Thursday, December 12, 2013

Blavatsky and Mary Poppins

London’s New Statesman for December 12 looks at “The strange life of the creator of Mary Poppins,” P. L. Travers, whose career is the subject of a new film, Saving Mr Banks, with Emma Thompson portraying Travers and Tom Hanks taking the role of Walt Disney. The film focuses on the clash of their different visions for bringing Mary Poppins to the screen. P. L. Travers was the name taken by Australian born writer Helen Lyndon Goff (1899-1996). Goff travelled to Ireland 1925, met the poet George “Æ” Russell, and “Intoxicated by Irish myths and folklore, Travers joined in the Dublin literati’s embrace of eastern philosophy, theosophy, Madame Blavatsky and other gurus.”  She met the spiritual teacher George Gurdjieff, studied Zen in Japan, and “In the 1960s Travers gravitated, as Isherwood and Huxley had earlier, to Jiddu Krishnamurti.”

Travers is best known for Mary Poppins, the story of the quintessential English nanny published in London in 1934. The film that has occasioned the New Statesman piece, Saving Mr Banks, sees Walt Disney’s attempt to get the film rights for Travers’ book as a contest between entrepreneurship and rigid idealism.

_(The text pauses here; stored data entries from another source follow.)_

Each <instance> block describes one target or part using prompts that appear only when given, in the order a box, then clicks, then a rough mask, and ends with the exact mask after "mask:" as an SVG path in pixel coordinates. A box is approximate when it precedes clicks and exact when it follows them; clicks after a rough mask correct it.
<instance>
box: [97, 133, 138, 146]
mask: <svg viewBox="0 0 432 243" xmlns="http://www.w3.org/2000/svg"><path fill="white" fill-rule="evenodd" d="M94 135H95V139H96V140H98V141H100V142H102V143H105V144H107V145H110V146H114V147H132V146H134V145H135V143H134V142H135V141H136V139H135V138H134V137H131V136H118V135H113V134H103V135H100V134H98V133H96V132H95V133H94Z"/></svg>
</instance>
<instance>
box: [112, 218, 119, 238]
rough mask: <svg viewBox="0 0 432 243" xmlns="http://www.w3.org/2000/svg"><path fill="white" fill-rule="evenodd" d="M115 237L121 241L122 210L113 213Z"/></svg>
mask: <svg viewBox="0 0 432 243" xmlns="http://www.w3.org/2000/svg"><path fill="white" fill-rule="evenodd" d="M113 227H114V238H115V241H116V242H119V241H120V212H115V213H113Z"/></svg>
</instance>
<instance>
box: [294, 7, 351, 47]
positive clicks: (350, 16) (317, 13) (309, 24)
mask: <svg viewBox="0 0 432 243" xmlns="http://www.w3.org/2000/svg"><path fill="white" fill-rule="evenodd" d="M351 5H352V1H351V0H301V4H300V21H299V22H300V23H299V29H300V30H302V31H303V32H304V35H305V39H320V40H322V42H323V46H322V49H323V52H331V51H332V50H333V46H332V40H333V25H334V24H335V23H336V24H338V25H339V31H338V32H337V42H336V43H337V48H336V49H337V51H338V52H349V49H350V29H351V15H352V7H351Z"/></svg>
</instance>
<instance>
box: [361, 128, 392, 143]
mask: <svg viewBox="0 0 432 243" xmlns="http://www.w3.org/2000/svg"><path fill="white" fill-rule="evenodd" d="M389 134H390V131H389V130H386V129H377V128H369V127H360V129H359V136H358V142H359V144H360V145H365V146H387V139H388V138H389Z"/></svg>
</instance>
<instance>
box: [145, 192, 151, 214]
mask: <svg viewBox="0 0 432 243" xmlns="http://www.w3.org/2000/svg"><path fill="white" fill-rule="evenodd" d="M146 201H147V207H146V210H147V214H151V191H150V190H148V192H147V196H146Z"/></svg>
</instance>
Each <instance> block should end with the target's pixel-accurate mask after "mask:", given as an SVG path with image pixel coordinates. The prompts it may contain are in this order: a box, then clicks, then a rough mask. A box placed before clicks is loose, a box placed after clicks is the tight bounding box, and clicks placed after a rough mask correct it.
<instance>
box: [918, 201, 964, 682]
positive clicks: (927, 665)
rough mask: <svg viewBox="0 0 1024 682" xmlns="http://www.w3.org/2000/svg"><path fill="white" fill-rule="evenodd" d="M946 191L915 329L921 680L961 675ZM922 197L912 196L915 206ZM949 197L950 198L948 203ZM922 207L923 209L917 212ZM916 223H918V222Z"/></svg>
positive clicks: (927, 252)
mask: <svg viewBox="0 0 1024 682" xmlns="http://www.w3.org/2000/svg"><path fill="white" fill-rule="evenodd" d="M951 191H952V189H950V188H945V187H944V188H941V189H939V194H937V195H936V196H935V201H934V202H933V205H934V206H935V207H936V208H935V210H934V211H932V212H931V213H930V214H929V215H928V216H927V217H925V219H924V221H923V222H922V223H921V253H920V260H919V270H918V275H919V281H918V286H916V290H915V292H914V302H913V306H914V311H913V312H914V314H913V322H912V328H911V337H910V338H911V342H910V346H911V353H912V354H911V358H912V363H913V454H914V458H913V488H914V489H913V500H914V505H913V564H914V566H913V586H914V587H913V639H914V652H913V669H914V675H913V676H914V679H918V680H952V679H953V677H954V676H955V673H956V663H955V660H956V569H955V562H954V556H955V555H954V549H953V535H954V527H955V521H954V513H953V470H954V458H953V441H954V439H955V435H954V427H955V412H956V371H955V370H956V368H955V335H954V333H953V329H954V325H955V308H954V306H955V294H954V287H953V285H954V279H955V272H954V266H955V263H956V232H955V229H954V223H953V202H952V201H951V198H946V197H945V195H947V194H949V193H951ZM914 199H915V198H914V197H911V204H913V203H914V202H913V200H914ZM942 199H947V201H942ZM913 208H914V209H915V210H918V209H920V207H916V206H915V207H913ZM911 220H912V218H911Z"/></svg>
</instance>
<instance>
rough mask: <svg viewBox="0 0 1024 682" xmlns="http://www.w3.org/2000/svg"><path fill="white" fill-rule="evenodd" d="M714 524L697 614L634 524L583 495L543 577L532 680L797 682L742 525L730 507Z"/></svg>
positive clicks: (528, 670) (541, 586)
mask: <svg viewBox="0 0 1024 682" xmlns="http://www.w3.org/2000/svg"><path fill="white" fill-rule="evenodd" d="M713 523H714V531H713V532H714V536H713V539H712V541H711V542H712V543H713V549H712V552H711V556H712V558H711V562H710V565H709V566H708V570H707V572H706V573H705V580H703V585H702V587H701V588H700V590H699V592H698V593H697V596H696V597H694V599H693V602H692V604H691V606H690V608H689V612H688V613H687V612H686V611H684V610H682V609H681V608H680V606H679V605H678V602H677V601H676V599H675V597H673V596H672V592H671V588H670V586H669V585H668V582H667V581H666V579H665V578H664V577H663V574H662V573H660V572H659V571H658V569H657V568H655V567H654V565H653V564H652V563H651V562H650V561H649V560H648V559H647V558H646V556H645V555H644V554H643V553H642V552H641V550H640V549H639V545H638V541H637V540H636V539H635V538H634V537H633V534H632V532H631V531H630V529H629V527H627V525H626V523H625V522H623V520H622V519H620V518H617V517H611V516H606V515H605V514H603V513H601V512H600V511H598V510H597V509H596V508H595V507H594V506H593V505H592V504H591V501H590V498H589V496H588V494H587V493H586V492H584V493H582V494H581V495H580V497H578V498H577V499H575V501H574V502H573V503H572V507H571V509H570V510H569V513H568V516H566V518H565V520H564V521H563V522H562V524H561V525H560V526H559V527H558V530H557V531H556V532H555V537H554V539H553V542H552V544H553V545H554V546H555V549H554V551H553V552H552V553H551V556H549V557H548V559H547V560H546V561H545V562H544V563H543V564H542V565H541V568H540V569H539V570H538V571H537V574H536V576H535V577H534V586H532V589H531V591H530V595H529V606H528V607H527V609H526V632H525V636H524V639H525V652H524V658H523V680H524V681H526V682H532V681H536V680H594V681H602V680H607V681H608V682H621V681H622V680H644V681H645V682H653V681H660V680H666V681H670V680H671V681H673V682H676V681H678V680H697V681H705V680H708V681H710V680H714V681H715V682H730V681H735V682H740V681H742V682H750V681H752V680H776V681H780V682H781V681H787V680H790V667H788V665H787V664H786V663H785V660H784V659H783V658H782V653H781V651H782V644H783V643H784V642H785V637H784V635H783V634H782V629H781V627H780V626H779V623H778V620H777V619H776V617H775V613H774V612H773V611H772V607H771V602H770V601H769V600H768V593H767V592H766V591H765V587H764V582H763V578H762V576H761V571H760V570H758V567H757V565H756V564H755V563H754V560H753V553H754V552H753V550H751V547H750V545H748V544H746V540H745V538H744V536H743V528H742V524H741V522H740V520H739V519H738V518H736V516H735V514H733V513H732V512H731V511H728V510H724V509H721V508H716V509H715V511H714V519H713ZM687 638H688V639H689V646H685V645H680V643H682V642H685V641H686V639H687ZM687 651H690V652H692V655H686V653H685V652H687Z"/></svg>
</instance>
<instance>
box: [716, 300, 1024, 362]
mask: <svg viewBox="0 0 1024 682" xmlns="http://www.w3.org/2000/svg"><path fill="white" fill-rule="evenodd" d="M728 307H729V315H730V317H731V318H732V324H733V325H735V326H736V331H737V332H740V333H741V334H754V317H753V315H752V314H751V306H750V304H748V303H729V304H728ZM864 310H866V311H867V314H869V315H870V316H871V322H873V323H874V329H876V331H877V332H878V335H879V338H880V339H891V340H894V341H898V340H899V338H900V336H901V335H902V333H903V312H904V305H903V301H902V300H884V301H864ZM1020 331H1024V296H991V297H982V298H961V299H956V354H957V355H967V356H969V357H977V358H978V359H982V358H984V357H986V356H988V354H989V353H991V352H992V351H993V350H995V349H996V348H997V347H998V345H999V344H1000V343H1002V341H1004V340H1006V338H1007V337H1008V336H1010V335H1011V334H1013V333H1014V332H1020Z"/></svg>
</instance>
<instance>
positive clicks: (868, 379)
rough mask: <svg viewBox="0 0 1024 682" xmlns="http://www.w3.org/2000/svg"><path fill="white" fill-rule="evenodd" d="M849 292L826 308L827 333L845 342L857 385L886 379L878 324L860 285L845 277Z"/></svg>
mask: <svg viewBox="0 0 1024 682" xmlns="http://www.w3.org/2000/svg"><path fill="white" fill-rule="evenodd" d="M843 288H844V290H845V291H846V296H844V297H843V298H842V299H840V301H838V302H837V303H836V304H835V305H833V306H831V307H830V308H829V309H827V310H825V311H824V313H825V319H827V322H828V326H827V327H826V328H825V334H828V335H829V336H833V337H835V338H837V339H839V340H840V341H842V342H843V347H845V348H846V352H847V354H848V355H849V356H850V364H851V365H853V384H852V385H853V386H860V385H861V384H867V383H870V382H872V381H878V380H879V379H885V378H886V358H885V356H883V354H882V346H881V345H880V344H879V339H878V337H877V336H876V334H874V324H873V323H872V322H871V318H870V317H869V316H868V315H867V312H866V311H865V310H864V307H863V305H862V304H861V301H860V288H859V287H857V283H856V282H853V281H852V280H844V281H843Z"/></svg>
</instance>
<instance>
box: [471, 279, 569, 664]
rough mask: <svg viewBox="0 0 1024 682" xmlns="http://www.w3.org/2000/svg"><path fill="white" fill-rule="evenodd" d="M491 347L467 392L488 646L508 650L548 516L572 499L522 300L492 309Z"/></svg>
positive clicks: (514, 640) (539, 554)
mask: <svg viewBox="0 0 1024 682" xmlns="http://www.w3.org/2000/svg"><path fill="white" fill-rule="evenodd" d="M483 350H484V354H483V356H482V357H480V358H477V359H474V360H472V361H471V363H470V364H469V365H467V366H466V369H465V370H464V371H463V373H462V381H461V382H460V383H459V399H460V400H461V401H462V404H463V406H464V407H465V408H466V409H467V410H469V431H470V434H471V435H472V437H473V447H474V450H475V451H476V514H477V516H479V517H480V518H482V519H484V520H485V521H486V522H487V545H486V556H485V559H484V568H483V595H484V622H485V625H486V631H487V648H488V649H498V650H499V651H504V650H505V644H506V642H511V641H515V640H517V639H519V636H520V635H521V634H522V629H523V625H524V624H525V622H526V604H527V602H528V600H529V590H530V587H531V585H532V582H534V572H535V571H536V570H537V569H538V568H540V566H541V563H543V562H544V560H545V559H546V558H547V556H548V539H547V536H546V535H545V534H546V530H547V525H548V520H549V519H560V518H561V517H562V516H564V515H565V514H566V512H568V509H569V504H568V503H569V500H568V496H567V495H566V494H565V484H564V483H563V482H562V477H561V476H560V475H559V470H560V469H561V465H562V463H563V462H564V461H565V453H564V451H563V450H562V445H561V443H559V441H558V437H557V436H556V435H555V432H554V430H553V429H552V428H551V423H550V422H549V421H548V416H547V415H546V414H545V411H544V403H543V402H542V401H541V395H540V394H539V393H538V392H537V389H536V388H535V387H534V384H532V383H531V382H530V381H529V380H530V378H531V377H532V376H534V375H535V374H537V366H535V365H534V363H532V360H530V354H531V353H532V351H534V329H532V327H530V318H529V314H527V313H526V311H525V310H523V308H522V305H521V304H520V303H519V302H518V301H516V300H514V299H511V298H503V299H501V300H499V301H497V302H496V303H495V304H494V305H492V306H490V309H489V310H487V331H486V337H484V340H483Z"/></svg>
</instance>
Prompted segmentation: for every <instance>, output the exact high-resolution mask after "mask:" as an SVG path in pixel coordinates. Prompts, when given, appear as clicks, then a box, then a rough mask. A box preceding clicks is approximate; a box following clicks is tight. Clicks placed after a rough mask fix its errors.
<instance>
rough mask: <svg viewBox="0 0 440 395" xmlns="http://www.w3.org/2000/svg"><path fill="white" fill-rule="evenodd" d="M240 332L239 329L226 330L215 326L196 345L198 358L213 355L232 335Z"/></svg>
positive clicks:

Travers’ concern was, as she later wrote, that “Magic conveyed in a book by words and the silence between words, inevitably, in a film, becomes trick.” The writer in the New Statesman, Valerie Grove, believes that for his 1964 movie adaptation, “Disney was right to excise from Mary Poppins the Zen mysticism and symbolism, about which academics had preposterously written lectures and learned papers.”

Manuscript page of P.L. Travers
Is there anything Theosophical about Mary Poppins? John Algeo, Professor Emeritus of English in the University of Georgia who has written on Theosophy, thinks so, and his study Theosophy, Fantasy, and Mary Poppins, has just been made available as an e-book from Theosophy Forward.

H.P.B.’s friend, George Russell, said of the book: “Had [Mary Poppins] lived in another age, in the old times to which she certainly belongs, she would undoubtedly have had long golden tresses, a wreath of flowers in one hand, and perhaps a spear in the other. Her eyes would have been like the sea, her nose comely, and on her feet winged sandals. But, this age being the Kali Yuga, as the Hindus call it, . . . she comes in habiliments suited to it.”